Bertram B. Daiker Yes, sir.
This conversation found its way into Justice Douglas’s concurrence, where he stated, “Plainly, our Bill of Rights would not permit a State or the Federal Government to adopt an official prayer and penalize anyone who would not utter it. This, however, is not that case, for there is no element of compulsion or coercion in New York’s regulation requiring that public schools be opened each day with the following prayer: ‘Almighty God, we acknowledge our dependence upon Thee, and we beg Thy blessings upon us, our parents, our teachers, and our Country.’” (Decision p. 438)
Let’s assume, for the moment, that education is a responsibility of the government. The Establishment Clause was concerned with the forced conscience, through attendance and funding, of a government religion. However, no institution can be devoid of ideology (religion), especially one tasked with conveying knowledge and the reasons for knowledge. The current state has established its own religion devoid of God and Christianity but full of ideological statements. Romans 6:16-18 states that it is not whether we serve an ideology and a belief, but which belief we serve: “Do you not know that if you present yourselves to anyone as obedient slaves, you are slaves of the one whom you obey, either of sin, which leads to death, or of obedience, which leads to righteousness? But thanks be to God, that you who were once slaves of sin have become obedient from the heart to the standard of teaching to which you were committed, and, having been set free from sin, have become slaves of righteousness.”

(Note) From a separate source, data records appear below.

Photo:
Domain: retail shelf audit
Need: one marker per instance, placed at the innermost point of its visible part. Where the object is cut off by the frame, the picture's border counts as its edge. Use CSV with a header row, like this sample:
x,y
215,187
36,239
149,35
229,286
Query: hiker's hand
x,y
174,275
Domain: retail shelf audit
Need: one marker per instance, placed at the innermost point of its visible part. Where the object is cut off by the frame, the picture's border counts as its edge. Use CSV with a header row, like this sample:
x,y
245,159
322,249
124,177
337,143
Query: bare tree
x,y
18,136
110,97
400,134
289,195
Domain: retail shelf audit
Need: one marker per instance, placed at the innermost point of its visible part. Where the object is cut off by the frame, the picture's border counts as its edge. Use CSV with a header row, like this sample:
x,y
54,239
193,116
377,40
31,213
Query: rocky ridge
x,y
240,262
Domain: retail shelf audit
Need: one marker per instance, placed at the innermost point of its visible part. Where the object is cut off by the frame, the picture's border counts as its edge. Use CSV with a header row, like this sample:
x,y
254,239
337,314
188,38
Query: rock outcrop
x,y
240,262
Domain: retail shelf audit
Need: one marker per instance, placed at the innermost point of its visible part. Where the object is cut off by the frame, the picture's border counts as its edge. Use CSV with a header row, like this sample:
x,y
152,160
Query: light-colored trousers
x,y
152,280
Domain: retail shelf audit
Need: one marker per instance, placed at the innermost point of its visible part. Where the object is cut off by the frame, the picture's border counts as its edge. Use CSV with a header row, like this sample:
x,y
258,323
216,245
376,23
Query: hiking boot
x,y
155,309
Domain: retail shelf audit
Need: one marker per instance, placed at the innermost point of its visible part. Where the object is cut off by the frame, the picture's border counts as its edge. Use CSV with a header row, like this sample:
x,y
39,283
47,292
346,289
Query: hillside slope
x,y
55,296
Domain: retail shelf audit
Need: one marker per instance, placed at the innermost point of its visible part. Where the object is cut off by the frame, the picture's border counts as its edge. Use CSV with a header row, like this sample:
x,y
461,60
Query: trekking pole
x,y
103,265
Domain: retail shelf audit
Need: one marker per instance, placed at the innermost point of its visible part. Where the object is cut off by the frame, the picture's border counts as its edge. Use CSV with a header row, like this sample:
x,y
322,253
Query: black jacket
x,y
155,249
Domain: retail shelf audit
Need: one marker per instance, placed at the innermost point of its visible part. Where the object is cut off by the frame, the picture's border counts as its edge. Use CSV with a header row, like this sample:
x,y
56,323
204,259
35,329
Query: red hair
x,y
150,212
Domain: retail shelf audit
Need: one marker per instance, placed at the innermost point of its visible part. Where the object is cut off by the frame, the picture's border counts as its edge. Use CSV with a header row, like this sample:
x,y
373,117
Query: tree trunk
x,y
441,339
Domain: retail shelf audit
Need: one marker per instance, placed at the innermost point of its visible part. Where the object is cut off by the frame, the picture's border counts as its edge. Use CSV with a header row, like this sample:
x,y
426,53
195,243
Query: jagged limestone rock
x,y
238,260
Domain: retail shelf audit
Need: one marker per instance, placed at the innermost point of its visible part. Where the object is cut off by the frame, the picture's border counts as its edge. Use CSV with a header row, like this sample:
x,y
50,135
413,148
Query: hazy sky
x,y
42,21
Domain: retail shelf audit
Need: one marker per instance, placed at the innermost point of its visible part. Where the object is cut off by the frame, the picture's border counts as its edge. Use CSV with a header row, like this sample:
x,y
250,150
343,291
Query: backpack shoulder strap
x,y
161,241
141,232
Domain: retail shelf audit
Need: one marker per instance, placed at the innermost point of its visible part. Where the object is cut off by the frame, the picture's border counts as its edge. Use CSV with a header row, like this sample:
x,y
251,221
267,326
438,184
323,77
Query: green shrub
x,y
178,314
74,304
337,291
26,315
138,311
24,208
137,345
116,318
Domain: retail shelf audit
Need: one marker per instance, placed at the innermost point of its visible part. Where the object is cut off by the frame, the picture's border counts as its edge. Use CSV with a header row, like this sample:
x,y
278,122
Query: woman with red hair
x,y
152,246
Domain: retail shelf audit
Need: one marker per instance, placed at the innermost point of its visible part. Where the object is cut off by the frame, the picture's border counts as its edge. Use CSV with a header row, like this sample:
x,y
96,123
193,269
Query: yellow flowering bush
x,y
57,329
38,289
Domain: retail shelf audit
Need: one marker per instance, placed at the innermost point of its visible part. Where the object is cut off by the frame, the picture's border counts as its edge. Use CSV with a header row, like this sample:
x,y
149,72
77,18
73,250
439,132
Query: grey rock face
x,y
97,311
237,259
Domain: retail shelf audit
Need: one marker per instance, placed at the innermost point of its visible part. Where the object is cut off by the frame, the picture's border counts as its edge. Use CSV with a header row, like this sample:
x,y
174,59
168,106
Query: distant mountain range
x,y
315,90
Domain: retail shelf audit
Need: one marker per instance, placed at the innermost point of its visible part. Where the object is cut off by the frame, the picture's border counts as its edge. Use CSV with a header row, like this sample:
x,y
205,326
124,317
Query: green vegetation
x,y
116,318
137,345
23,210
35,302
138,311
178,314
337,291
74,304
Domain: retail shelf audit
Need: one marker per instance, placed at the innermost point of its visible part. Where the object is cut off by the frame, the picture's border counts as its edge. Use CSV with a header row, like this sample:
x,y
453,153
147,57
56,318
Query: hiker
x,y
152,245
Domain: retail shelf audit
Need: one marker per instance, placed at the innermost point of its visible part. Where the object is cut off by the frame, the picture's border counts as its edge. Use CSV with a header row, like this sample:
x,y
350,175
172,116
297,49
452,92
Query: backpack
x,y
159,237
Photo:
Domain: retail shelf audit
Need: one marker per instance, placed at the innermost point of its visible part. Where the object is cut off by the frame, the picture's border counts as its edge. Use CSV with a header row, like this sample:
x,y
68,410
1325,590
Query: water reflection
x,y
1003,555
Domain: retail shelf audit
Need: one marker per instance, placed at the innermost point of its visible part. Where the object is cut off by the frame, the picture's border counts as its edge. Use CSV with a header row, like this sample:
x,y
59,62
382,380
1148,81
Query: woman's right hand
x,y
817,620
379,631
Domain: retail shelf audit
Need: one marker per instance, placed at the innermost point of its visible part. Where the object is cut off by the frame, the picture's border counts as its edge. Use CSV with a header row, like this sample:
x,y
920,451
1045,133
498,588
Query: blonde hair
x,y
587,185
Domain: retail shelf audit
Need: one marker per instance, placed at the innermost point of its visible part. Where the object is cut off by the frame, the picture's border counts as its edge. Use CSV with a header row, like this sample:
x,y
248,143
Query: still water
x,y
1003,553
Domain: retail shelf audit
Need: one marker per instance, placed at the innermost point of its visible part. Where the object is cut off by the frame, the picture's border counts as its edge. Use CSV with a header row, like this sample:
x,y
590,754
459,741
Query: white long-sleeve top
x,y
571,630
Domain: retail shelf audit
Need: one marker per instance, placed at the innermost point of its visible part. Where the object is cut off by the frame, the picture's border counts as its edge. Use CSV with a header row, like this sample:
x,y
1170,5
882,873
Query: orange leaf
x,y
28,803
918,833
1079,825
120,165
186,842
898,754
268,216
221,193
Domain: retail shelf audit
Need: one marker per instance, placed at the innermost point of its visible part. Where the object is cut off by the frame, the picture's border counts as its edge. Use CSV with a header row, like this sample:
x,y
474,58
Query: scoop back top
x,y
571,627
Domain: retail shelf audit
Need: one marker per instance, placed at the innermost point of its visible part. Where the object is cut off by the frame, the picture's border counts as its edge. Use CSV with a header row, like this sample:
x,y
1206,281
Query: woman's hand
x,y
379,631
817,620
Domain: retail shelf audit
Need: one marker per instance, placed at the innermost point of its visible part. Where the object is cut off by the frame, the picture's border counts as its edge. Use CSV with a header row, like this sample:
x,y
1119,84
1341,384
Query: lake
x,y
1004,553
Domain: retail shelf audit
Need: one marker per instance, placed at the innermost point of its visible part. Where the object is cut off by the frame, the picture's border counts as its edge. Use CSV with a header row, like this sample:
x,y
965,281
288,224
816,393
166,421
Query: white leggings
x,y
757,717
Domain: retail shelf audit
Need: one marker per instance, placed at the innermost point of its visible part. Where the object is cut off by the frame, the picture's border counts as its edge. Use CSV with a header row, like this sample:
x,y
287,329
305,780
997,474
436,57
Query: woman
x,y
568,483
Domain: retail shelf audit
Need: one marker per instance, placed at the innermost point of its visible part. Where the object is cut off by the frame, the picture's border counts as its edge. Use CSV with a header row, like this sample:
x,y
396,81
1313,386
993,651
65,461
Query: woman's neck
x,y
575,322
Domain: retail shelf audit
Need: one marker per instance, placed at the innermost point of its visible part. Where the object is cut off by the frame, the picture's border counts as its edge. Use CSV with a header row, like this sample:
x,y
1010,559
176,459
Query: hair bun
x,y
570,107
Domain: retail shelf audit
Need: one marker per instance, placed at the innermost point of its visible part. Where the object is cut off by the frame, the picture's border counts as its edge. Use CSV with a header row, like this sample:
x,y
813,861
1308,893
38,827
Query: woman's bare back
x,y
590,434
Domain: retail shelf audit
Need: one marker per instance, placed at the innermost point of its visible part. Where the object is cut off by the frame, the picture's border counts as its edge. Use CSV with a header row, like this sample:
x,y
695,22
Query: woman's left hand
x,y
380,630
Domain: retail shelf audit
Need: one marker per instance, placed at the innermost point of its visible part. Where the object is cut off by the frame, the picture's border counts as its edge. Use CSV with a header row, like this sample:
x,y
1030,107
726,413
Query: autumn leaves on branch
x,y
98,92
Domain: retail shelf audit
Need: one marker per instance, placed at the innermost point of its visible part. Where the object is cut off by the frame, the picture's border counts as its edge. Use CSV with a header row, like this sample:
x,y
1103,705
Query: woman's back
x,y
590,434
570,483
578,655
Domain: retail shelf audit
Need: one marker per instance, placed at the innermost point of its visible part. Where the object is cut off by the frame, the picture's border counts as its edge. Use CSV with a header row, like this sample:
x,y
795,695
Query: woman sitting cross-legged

In Justice Steward’s dissent, he stated that “the Court has misapplied a great constitutional principle. I cannot see how an ‘official religion’ is established by letting those who want to say a prayer say it. On the contrary, I think that to deny the wish of these school children to join in reciting this prayer is to deny them the opportunity of sharing in the spiritual heritage of our Nation. It was all summed up by this Court just ten years ago in a single sentence: ‘We are a religious people whose institutions presuppose a Supreme Being.’ (Zorach v. Clauson)” (Decision p. 438)
We can be a people who recognize God in our institutions, recognizing that He is our creator and savior. Or we can rebel and claim that we are the rulers of our world, independent from God, “[our] eyes will be opened, and [we] will be like God, knowing good and evil.” (Gen. 3:5)
Conclusion
The creator of the universe should neither be neglected nor overlooked within our institutions. The civil government’s educational model is not depicted in scripture, nor is it the duty of the state to “bring them (children) up in the discipline and instruction of the Lord,” as stated in Ephesians 6:4. Fathers are entrusted with the education of their children and can delegate this task to their family, an external tutor, or a school, aiming to educate them as the Lord has instructed.
The state has taken on the responsibility of education, mandating attendance and funding for its idol factory. This decision’s misinterpretation of the Establishment Clause, separated from its original context after centuries, marks another instance of our civil government’s rejection of God.